Between finishing the second season of “American Horror Story,” and then stumbling across “Philomena,” one thing is clear: do not trust the nuns.
“Philomena” was an enjoyable film to watch. I could gauge by the other, slightly older, viewers in the audience that I was not the target market for the movie. Yet, somehow I found myself laughing at all the appropriate adult cues, and sometimes even at the silly British-humour moments that others didn’t find as amusing. “Philomena” is the mostly true story of an old Irish lady who has her born-out-of-wedlock child sold by nuns to an American family; and it also follows the ex-BBC journalist who captures the story to share to the world. Dame Judi Dench is, as always, a masterful actor, able to maintain an Irish accent while tugging at your heartstrings one moment and then acting just as quaint and charming as she was as the title character in “Mrs. Henderson Presents.” Steve Coogan was delightfully witty and charming, and kicked off the film with sardonic, and too British, humour.
My problem with “Philomena” is that it was far too predictable. I won’t explain too much of the plot (even though the trailer undermines any potential for surprise), but the first twenty minutes depict the exact film direction “Philomena” would be taking. Martin (Coogan) is introduced as the journalist who just lost his job and is looking for his next big hit, which might potentially be in writing a Russian History novel. At the same time, Philomena (Dench) decides to explain her 50 year old secret, getting pregnant and having a baby at an exceptionally young age, to her daughter in subsequent shots. Cue Martin and Philomena chatting over lunch and one thing leads to another and they end up in Washington, D.C., and lo and behold, Philomena finds her son! Now, without spoiling the really juicy part (which again, I emphasize the trailer reveals all…), even the events that occur after her son is found are completely predictable.

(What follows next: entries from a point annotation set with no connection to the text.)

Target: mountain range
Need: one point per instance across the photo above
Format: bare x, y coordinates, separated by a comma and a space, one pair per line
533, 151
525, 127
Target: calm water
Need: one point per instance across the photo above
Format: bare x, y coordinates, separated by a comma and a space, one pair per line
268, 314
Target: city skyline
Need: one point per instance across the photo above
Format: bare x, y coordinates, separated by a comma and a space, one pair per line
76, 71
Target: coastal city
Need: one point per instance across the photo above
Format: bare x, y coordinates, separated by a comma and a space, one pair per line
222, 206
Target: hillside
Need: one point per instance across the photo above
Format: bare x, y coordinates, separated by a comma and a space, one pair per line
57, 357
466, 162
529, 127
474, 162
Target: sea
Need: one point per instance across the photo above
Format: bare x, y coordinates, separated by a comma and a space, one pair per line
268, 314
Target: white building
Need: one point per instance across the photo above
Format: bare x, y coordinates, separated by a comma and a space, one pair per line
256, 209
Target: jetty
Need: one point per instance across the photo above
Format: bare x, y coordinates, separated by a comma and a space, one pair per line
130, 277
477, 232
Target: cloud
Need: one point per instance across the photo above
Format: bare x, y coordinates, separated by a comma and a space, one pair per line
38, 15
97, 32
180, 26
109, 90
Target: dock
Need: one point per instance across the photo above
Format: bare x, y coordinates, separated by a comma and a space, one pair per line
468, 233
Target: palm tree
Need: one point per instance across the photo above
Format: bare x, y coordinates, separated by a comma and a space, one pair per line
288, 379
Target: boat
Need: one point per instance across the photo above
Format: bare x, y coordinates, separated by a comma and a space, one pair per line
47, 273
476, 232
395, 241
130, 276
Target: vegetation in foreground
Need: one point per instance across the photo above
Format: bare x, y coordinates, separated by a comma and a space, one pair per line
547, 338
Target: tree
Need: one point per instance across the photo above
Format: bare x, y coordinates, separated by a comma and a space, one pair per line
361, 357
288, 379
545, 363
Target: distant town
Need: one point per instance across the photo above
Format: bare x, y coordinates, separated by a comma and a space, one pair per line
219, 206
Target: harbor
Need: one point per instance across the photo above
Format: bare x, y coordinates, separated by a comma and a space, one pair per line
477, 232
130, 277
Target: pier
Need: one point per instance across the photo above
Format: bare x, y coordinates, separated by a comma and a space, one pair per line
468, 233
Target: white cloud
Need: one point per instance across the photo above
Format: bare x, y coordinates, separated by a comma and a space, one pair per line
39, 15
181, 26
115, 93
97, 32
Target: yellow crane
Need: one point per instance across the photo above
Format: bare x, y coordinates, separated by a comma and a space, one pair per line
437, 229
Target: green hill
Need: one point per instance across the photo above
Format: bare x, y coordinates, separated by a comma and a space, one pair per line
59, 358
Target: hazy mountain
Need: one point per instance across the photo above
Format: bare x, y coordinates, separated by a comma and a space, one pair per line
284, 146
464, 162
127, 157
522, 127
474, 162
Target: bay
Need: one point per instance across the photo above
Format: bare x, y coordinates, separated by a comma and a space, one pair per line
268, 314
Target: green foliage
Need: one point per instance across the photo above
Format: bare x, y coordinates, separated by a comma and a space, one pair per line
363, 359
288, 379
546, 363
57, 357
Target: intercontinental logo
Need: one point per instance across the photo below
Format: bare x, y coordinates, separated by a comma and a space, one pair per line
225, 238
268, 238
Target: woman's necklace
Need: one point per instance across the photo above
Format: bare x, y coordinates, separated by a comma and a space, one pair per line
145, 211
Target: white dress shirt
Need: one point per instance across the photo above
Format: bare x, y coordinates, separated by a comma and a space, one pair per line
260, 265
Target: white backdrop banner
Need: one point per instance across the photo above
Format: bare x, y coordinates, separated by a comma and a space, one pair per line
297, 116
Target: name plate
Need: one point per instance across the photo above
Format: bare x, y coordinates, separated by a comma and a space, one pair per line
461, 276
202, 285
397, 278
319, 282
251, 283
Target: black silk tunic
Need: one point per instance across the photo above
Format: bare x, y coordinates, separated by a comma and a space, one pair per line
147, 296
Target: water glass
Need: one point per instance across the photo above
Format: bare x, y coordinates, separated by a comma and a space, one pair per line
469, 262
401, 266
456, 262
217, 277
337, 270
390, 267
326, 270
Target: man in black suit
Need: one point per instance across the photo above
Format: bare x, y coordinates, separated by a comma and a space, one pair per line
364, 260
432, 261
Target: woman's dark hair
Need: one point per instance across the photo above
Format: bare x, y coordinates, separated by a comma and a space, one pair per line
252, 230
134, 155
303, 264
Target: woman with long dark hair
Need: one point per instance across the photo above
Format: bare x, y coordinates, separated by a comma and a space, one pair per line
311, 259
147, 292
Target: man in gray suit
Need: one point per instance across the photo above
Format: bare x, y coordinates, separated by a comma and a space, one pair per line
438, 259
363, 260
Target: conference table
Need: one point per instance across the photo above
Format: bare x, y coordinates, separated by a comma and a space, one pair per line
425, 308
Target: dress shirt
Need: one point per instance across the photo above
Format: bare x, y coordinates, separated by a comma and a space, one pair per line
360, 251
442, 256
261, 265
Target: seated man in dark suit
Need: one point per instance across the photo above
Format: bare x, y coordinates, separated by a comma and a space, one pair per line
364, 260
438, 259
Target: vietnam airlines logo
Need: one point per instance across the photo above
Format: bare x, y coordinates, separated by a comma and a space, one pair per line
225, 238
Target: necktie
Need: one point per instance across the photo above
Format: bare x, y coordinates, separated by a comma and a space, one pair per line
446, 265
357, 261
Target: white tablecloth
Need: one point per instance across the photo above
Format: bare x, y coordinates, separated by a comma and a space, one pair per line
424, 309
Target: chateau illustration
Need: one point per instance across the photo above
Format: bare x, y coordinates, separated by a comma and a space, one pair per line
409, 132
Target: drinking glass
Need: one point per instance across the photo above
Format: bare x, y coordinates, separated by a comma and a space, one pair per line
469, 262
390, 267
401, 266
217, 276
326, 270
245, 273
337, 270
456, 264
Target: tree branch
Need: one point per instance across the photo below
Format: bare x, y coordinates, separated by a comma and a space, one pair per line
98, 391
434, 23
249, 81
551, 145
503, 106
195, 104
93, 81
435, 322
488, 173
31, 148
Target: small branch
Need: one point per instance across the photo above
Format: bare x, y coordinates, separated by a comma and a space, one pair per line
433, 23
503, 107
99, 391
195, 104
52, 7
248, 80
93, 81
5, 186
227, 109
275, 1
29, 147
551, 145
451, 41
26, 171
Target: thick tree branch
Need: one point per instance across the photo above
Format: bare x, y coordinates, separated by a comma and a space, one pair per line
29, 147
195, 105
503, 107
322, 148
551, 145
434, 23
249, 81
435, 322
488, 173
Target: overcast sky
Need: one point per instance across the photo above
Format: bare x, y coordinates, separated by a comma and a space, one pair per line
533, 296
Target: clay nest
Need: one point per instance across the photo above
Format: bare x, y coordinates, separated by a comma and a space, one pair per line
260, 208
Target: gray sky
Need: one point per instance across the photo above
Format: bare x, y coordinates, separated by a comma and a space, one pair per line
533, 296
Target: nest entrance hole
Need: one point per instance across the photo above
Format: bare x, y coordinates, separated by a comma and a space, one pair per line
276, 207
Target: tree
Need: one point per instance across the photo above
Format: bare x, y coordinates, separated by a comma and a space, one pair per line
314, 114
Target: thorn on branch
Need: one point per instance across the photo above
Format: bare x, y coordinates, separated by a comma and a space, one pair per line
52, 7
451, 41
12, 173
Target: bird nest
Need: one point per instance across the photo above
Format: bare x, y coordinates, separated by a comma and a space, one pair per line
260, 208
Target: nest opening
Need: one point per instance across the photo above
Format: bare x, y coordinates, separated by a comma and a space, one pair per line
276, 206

But looking on the greener side of the fence, the score is very enjoyable. And although the setting and scenes were beautiful shots of various places in Ireland and England, there was one aspect to do with the scenery that drove me crazy throughout “Philomena.” I know it’s impractical for a film to include every transition between a scene, whether it’s across some time or some distance; we just have to expect that during the interim of these two scenes, our characters traveled from Point A to Point B. In “Philomena,” Martin and Philomena would be chatting in a hotel or restaurant, and at the next moment, they are continuing their conversation in the middle of a large grassy meadow without the suggestion of a road being nearby. If the meadow had anything to do with the story, rather than just for metaphor, pathetic fallacy, or whatnot, I would be able to make do with the sudden seemingly nonsensical transition. This happened frequently throughout “Philomena” and I found it more aggravating than artistic.

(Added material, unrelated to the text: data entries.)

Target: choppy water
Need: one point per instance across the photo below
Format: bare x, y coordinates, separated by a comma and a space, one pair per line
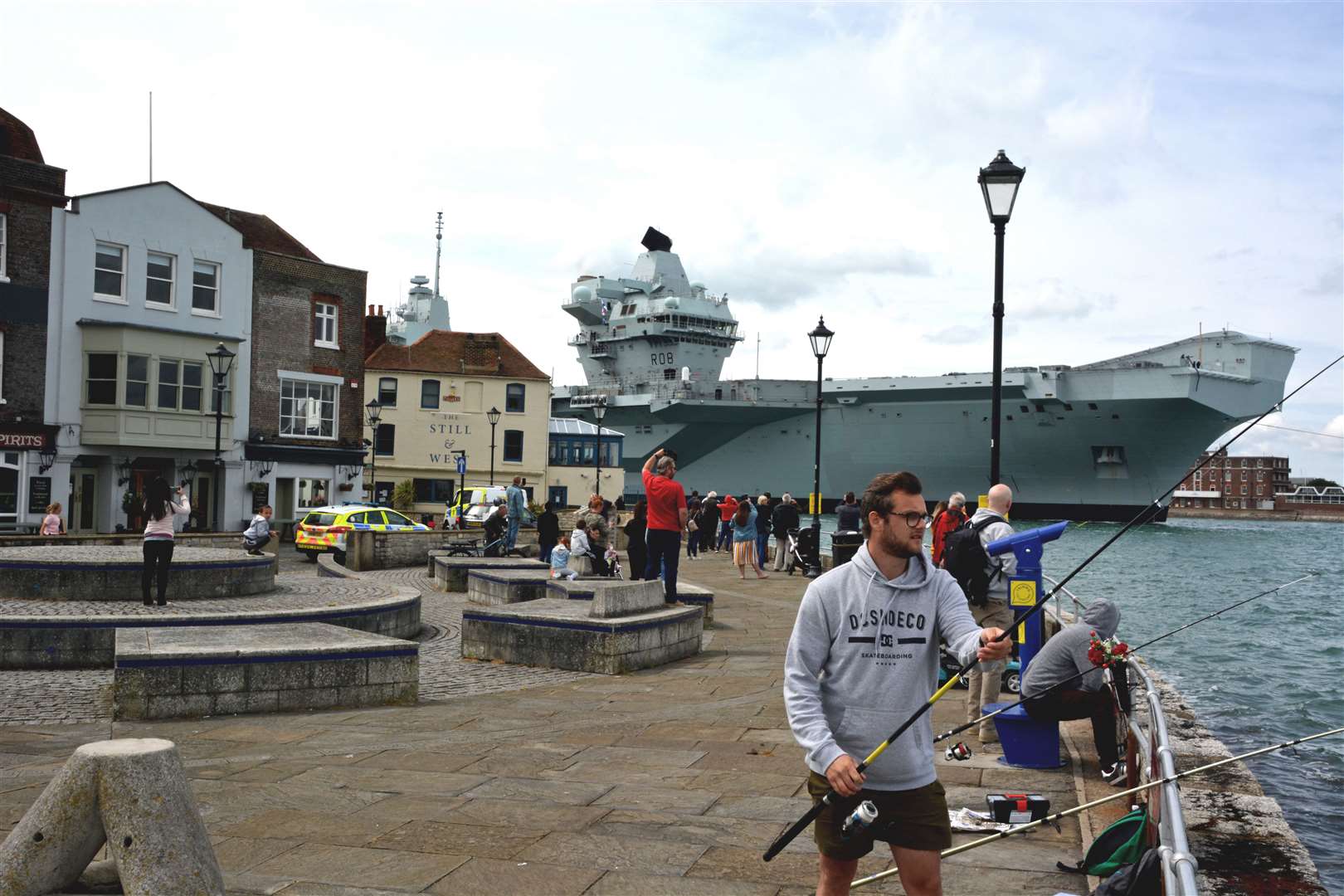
1259, 674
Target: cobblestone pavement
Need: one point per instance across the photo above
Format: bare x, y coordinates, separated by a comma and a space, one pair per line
667, 781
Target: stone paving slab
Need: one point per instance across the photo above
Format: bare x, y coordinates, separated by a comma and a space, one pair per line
518, 750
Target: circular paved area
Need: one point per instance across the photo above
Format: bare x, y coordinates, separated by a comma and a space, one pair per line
67, 553
290, 594
85, 694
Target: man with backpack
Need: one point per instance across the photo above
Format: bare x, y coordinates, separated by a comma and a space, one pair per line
986, 583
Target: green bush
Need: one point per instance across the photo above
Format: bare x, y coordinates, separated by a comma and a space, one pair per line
403, 496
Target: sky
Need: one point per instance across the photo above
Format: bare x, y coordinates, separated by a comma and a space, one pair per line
1185, 164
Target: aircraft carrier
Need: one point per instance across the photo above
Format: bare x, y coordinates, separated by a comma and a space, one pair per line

The Philosophy of “Philomena”
But as both actor and producer and screenwriter, Coogan did quite a marvelous job with the screenplay, and Dench was very successful in making me empathize with her. However, Philomena’s atttitude towards “the one who did this to her” in the movie is very unsatisfying, which I think is supposed to be the point, but frustrates me regardless. I think the intention of all the questions regarding religion, spirituality, and how they effect one’s life is to make us determine whether we align ourselves with the philosophies of Martin or Philomena. Yet by the end of the film, I couldn’t help but share Martin’s opinions of the “evil nuns” as he refers to them. Especially since there’s nothing more vexing than inaction when confronted with the denial of justice.